Perto do fim de A Caverna dos Sonhos Esquecidos, um antropologista explica os prováveis motivos que fizeram com que nossos antepassados de 30 mil anos escolhessem a pintura rupestre para se expressar, ao invés de algum tipo de comunicação escrita ou verbal. Ora, imagens são uma forma mais eficiente de se comunicar universalmente e passar adiante uma mensagem ou o sentimento, seja para povos de línguas e costumes espacialmente diferentes ou atemporalmente para seres humanos de outras eras. O que é o Cinema — apesar da incorporação do elemento falado — senão uma extensão de um processo artístico imagético que começou no período paleolítico? Aliás, o que uma ida a uma sessão de Cinema senão uma entrada metafórica em caverna escura rumo ao desconhecido, deparando-se com sonhos esquecidos de outras pessoas que se revelam como imagens misteriosas de outros tempos e culturas?

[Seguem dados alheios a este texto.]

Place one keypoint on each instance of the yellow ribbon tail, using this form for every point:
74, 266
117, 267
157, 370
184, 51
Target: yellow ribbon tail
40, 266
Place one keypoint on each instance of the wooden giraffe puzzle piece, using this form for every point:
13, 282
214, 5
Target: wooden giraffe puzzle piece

Qualquer meio artístico, seja a pintura rupestre ou o Cinema, só existem dentro de um contexto comunicativo a partir da dialética artista-espectador. Trata-se da continuação do pensamento do filósofo George Barkeley, que diz que “os objetos do sentido que só existem quando são percebidos”. Neste sentido, a existência do filme funciona como um prolongamento daquilo que ele mesmo estuda. Enquanto a existência concreta das pinturas rupestres preservou o passado e possibilitou uma comunicação com o presente dentro de um intervalo de 30 mil anos, A Caverna dos Sonhos Esquecidos é uma forma de imortalizar esses desenhos adiante e fazer com que eles sejam sentidos, através das imagens do Cinema, já que apenas um número privilegiadíssimo de pessoas possui acesso a eles pessoalmente.

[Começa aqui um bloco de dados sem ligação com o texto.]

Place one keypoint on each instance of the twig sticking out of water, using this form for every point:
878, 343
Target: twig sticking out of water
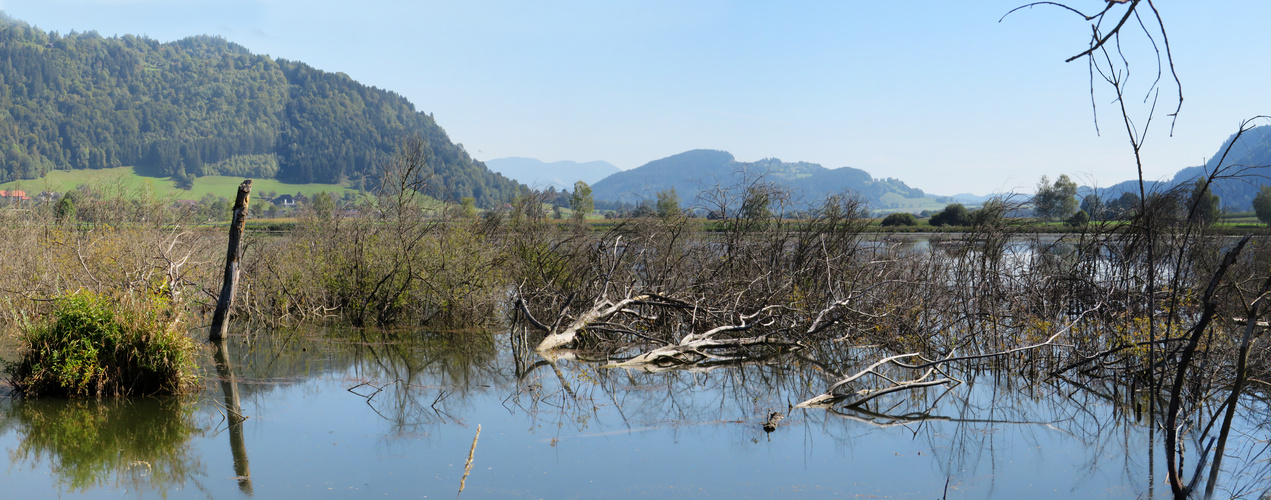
468, 467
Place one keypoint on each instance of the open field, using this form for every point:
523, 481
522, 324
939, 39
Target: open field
62, 181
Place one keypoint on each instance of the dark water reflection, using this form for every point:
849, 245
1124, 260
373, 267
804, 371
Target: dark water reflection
357, 415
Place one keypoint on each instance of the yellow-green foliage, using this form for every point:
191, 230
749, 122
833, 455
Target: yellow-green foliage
97, 346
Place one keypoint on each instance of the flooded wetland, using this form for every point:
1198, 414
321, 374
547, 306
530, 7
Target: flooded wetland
336, 414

Ao mesmo tempo, se somos otimistas quanto ao futuro da humanidade e do Cinema, o próprio filme pode servir para que gerações daqui a centenas de anos estudem como os homens dos anos 2010 estudaram essas pinturas. Portanto, A Caverna dos Sonhos Esquecidos não possui como objeto de análise apenas a caverna de Chauvet com suas pinturas rupestres, mas também os arqueólogos e outros estudiosos da contemporaneidade que estudam e interpretam essas expressões artísticas no presente. Por se tratar de uma obra que quebra uma barreira temporal de 30 mil anos ao realizar uma conexão espiritual entre o passado e o presente, o filme existe como um bug que gera uma sobreposição de dois tempos diferentes na mesma imagem.
Em um diálogo com um dos arqueólogos, Herzog e ele chegam à conclusão de que não é possível saber a história exata por trás daquelas pinturas, vestígios e ossos deixados ali. Através das imagens capturadas e dos depoimentos colhidos, no máximo se pode chegar a uma tentativa incompleta de compreender o que se vê, mas jamais resgatar com precisão o passado. Neste sentido, duas cenas chamam a atenção: aquela em que um homem toca uma flauta paleolítica, emulando como os antepassados provavelmente faziam, mas tocando o hino dos Estados Unidos, e a outra em que um homem arremessa uma lança em direção ao vazio do presente, simulando como se estivesse jogando em um animal. O que se vê é uma tentativa claramente anacrônica de promover um encontro estranhíssimo entre dois tempos diferentes. De mesmo modo, ainda que não tenha sido possível assistir ao filme em 3D, é possível identificar que naquela sequência em que se adentra na reconstrução digital da caverna há a mesma intenção de produzir este efeito anacrônico produzido anteriormente: ver o passado a partir de imagens imaginárias do presente. Igualmente, uma possível noção de profundidade gerada pela técnica moderna nas pinturas na parede também funcionaria nessa lógica ao conferir “textura” ao passado a partir das imagens no presente, promovendo o encontro entre a técnica moderna do Cinema e a pintura rupestre — aliás, vale pontuar a ironia do paralelismo irônico que é a minha especulação sobre o uso do 3D no filme assim como os arqueólogos especulam sobre o passado daquelas obras de arte.
Logo, a grande ideia da mise-en-scène de Herzog parece ser jogar com este vácuo gerado pela incomunicabilidade entre passado e presente. Ou seja, em cada plano capturado no presente existe um certa fantasmagoria do passado, mas que ao mesmo tempo não nos deixa esquecer que estamos em um presente. Estamos vendo pinturas de 30 mil anos atrás, mas através de um filme, uma técnica moderna. Estamos vendo vestígios do passado, mas sempre a partir de uma interpretação de homens do presente. Então, A Caverna dos Sonhos Perdidos existe muito mais em um espaço espiritual do que físico e esta talvez seja a grande façanha herzogiana: filmar o visível para especular sobre o invisível, permitindo com que se sonhe com o passado enquanto se está acordado no presente. O Cinema, de maneira geral, também é sobre isso: sonhar acordado.